Es muss wieder normal werden, dass die Beschäftigten unter Tarifverträge fallen. Tarifbindung ist kein Luxusgut. Dafür muss es künftig einfacher sein, Tarifverträge für allgemeinverbindlich zu erklären. Deshalb fordert DIE LINKE, dass es ausreicht, wenn eine Tarifpartei, in der Regel die Gewerkschaft, das beantragt. Die Stärkung der Tarifbindung sichert Löhne und soziale Standards für alle. Für Arbeit, die zum Leben passt, für höhere Löhne und weniger Stress im Job – dafür braucht es mehr Tarifbindung. Auch ver.di wäre gut beraten, die Auseinandersetzung um Lohn- und Gehaltserhöhungen mit der politischen Stoßrichtung um die Allgemeinverbindlichkeit der Tarifverträge zu verbinden, wenn sie ihre eigene Position und Durchsetzungsfähigkeit stärken will.

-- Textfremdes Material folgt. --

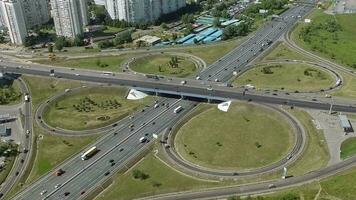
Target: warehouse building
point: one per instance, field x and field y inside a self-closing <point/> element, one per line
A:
<point x="345" y="124"/>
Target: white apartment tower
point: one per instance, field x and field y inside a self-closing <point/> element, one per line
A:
<point x="14" y="20"/>
<point x="20" y="15"/>
<point x="141" y="10"/>
<point x="70" y="17"/>
<point x="35" y="12"/>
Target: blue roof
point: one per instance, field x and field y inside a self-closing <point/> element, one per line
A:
<point x="344" y="121"/>
<point x="184" y="39"/>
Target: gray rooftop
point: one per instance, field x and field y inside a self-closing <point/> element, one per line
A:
<point x="344" y="121"/>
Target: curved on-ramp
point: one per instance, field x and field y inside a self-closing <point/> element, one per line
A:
<point x="191" y="168"/>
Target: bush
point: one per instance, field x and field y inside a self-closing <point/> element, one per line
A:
<point x="138" y="174"/>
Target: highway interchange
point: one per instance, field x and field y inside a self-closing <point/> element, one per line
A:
<point x="121" y="143"/>
<point x="23" y="159"/>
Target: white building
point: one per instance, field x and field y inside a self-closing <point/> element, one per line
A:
<point x="35" y="12"/>
<point x="20" y="15"/>
<point x="70" y="16"/>
<point x="14" y="20"/>
<point x="141" y="10"/>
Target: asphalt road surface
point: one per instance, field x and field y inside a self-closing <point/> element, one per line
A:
<point x="289" y="158"/>
<point x="82" y="176"/>
<point x="24" y="156"/>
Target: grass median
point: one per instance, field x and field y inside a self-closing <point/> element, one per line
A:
<point x="330" y="36"/>
<point x="91" y="108"/>
<point x="164" y="65"/>
<point x="247" y="136"/>
<point x="102" y="63"/>
<point x="288" y="77"/>
<point x="156" y="178"/>
<point x="348" y="148"/>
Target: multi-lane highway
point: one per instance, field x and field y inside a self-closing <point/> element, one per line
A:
<point x="122" y="143"/>
<point x="24" y="156"/>
<point x="192" y="88"/>
<point x="214" y="173"/>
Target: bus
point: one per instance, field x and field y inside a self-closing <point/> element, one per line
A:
<point x="178" y="109"/>
<point x="90" y="153"/>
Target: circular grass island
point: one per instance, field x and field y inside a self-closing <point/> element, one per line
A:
<point x="246" y="137"/>
<point x="90" y="108"/>
<point x="288" y="77"/>
<point x="164" y="64"/>
<point x="348" y="148"/>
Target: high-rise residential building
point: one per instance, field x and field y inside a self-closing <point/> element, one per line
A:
<point x="141" y="10"/>
<point x="70" y="16"/>
<point x="14" y="20"/>
<point x="35" y="12"/>
<point x="20" y="15"/>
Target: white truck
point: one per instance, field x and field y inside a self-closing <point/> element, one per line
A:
<point x="27" y="98"/>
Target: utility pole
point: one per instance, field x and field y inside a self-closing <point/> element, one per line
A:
<point x="284" y="174"/>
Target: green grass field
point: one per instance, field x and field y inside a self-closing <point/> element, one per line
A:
<point x="341" y="186"/>
<point x="329" y="36"/>
<point x="91" y="108"/>
<point x="162" y="179"/>
<point x="212" y="52"/>
<point x="159" y="65"/>
<point x="103" y="63"/>
<point x="62" y="147"/>
<point x="4" y="172"/>
<point x="349" y="87"/>
<point x="348" y="148"/>
<point x="10" y="93"/>
<point x="316" y="153"/>
<point x="281" y="52"/>
<point x="53" y="149"/>
<point x="247" y="136"/>
<point x="209" y="53"/>
<point x="289" y="77"/>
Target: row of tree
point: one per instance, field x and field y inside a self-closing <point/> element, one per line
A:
<point x="8" y="94"/>
<point x="118" y="41"/>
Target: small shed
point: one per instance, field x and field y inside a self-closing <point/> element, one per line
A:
<point x="4" y="131"/>
<point x="345" y="123"/>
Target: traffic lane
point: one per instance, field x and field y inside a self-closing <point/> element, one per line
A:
<point x="232" y="55"/>
<point x="261" y="187"/>
<point x="88" y="177"/>
<point x="44" y="125"/>
<point x="72" y="167"/>
<point x="180" y="88"/>
<point x="152" y="84"/>
<point x="297" y="148"/>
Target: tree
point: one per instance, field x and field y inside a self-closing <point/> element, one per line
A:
<point x="164" y="26"/>
<point x="138" y="174"/>
<point x="105" y="44"/>
<point x="78" y="40"/>
<point x="188" y="29"/>
<point x="216" y="22"/>
<point x="122" y="38"/>
<point x="60" y="43"/>
<point x="174" y="36"/>
<point x="2" y="38"/>
<point x="30" y="41"/>
<point x="50" y="48"/>
<point x="188" y="18"/>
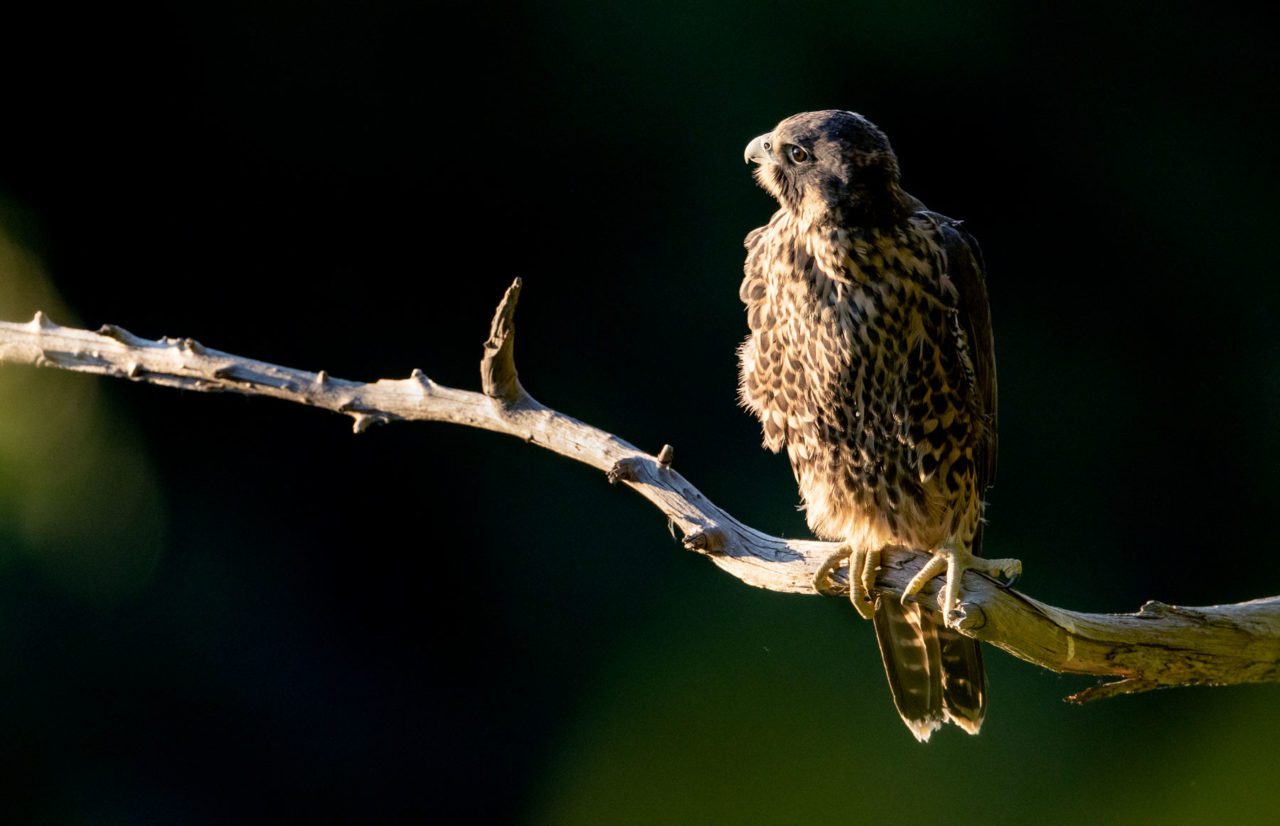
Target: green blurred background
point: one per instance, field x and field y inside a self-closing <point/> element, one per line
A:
<point x="224" y="610"/>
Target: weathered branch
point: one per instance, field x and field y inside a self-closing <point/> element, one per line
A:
<point x="1160" y="646"/>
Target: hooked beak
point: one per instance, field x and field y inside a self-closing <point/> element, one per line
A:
<point x="760" y="150"/>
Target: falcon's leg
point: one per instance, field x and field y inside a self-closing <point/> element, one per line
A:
<point x="862" y="576"/>
<point x="956" y="561"/>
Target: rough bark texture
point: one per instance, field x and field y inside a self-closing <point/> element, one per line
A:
<point x="1159" y="646"/>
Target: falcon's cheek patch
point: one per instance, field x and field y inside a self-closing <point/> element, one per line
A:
<point x="776" y="181"/>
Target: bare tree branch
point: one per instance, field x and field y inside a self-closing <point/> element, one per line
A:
<point x="1160" y="646"/>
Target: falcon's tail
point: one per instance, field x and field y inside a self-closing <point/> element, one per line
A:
<point x="933" y="672"/>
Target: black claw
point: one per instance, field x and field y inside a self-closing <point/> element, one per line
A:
<point x="624" y="470"/>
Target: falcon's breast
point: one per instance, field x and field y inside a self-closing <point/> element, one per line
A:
<point x="858" y="364"/>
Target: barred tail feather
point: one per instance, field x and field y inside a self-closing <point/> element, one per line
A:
<point x="913" y="664"/>
<point x="933" y="672"/>
<point x="964" y="680"/>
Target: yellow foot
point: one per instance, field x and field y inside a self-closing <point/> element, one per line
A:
<point x="956" y="561"/>
<point x="862" y="576"/>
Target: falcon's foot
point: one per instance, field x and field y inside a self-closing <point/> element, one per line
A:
<point x="862" y="576"/>
<point x="956" y="561"/>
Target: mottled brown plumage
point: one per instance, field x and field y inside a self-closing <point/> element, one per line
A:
<point x="871" y="361"/>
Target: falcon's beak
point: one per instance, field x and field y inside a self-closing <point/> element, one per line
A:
<point x="759" y="151"/>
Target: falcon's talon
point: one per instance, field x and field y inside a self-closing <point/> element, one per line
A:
<point x="822" y="578"/>
<point x="956" y="561"/>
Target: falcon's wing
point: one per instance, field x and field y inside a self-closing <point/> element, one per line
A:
<point x="965" y="269"/>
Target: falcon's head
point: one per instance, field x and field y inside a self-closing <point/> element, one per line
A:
<point x="830" y="164"/>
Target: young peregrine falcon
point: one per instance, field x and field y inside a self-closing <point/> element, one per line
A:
<point x="871" y="360"/>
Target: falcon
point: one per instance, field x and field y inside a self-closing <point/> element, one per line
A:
<point x="871" y="360"/>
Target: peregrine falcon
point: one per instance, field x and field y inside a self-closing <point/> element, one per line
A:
<point x="871" y="360"/>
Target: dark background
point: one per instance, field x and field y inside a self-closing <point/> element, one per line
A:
<point x="224" y="610"/>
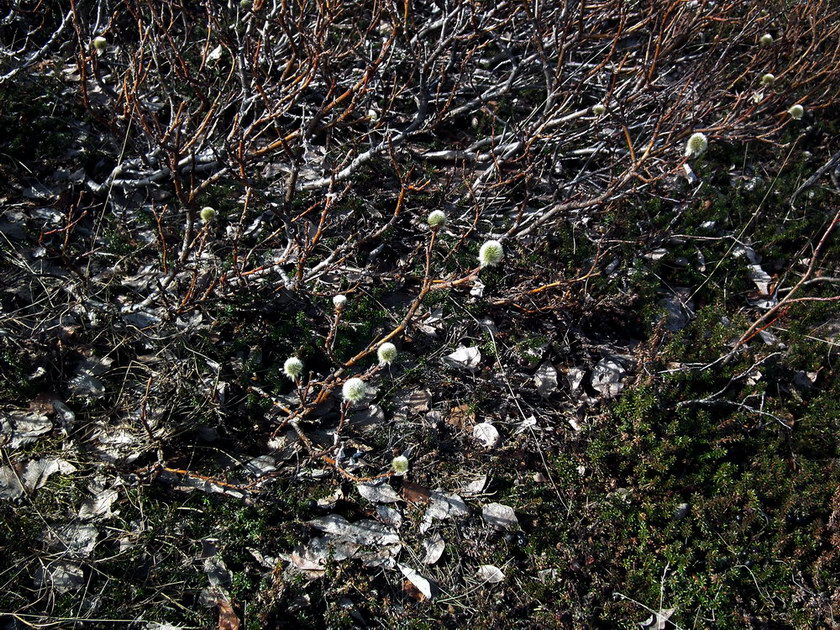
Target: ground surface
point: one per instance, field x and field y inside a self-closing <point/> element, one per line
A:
<point x="631" y="419"/>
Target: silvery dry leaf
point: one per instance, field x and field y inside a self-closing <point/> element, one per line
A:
<point x="422" y="584"/>
<point x="433" y="547"/>
<point x="490" y="574"/>
<point x="499" y="516"/>
<point x="487" y="434"/>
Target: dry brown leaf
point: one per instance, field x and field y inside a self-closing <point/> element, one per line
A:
<point x="227" y="618"/>
<point x="461" y="417"/>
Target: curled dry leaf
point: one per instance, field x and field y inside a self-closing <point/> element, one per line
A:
<point x="442" y="507"/>
<point x="433" y="547"/>
<point x="423" y="585"/>
<point x="499" y="516"/>
<point x="487" y="434"/>
<point x="490" y="574"/>
<point x="606" y="377"/>
<point x="546" y="379"/>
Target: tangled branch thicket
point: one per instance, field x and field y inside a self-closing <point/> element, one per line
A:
<point x="322" y="133"/>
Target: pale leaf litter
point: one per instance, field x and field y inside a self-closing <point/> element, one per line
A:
<point x="500" y="516"/>
<point x="422" y="584"/>
<point x="378" y="544"/>
<point x="546" y="379"/>
<point x="606" y="377"/>
<point x="28" y="477"/>
<point x="490" y="574"/>
<point x="464" y="358"/>
<point x="433" y="548"/>
<point x="486" y="434"/>
<point x="375" y="544"/>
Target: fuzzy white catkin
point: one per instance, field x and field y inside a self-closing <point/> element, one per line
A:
<point x="387" y="352"/>
<point x="696" y="145"/>
<point x="293" y="367"/>
<point x="399" y="465"/>
<point x="490" y="254"/>
<point x="354" y="390"/>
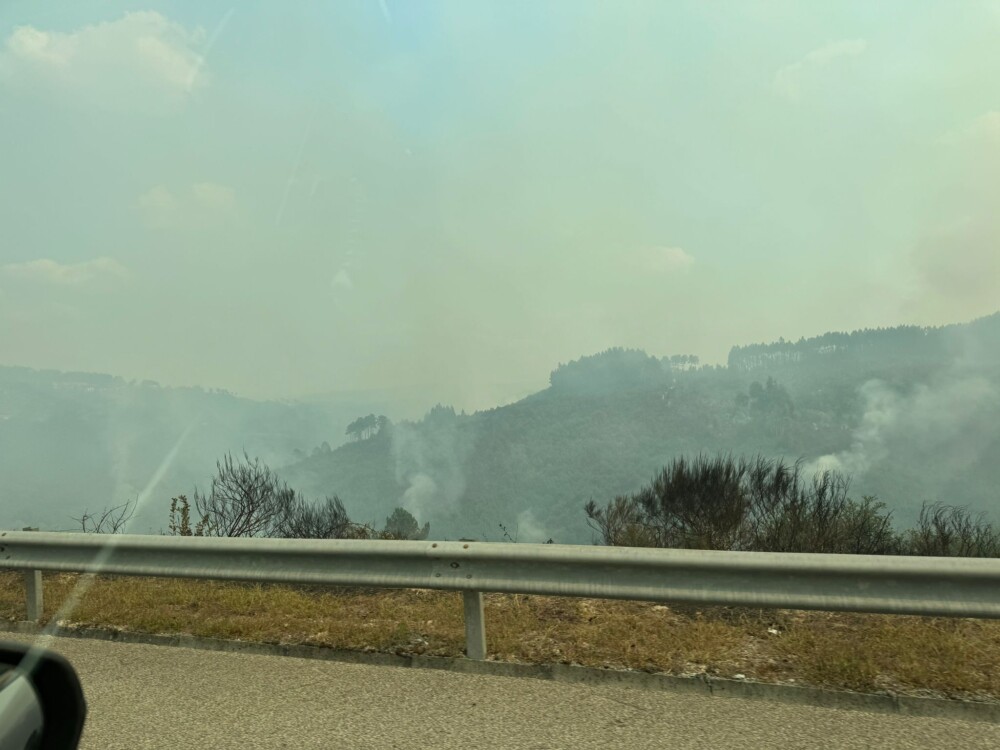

Schließlich muss daran erinnert werden, dass die Besitzer der Supermarktkonzerne Aldi und Lidl zu den reichsten Deutschen gehören. Es ist deshalb richtig, auch die Milliardärsfamilien Albrecht (Aldi) und Schwarz (Lidl) mittels einer Vermögensabgabe an den Kosten der aktuellen Krise zu beteiligen. DIE LINKE fordert, dass alle Multimillionäre auf ihr Vermögen fünf Prozent Steuern zahlen – bei einem Freibetrag von einer Million Euro. Denn Deutschland ist eines von vier Ländern mit den meisten Millionärinnen und Millionären. Hierzulande besitzen die reichsten zehn Prozent mehr als 60 Prozent des gesellschaftlichen Reichtums. Wer diesen Reichtum sozial gerechter verteilen will, muss dafür sorgen, dass nicht die Beschäftigten, Erwerbslosen und Rentnerinnen und Rentner die Kosten der Krise tragen müssen, sondern dass die Superreichen endlich angemessen zur Kasse gebeten werden. Schon seit Jahrzehnten führen die Eigentümer der großen Handelskonzerne die Liste der reichsten Familien an – im Gegensatz zu den Beschäftigten, die am unteren Ende der Lohnskala stehen. Das muss sich dringend ändern.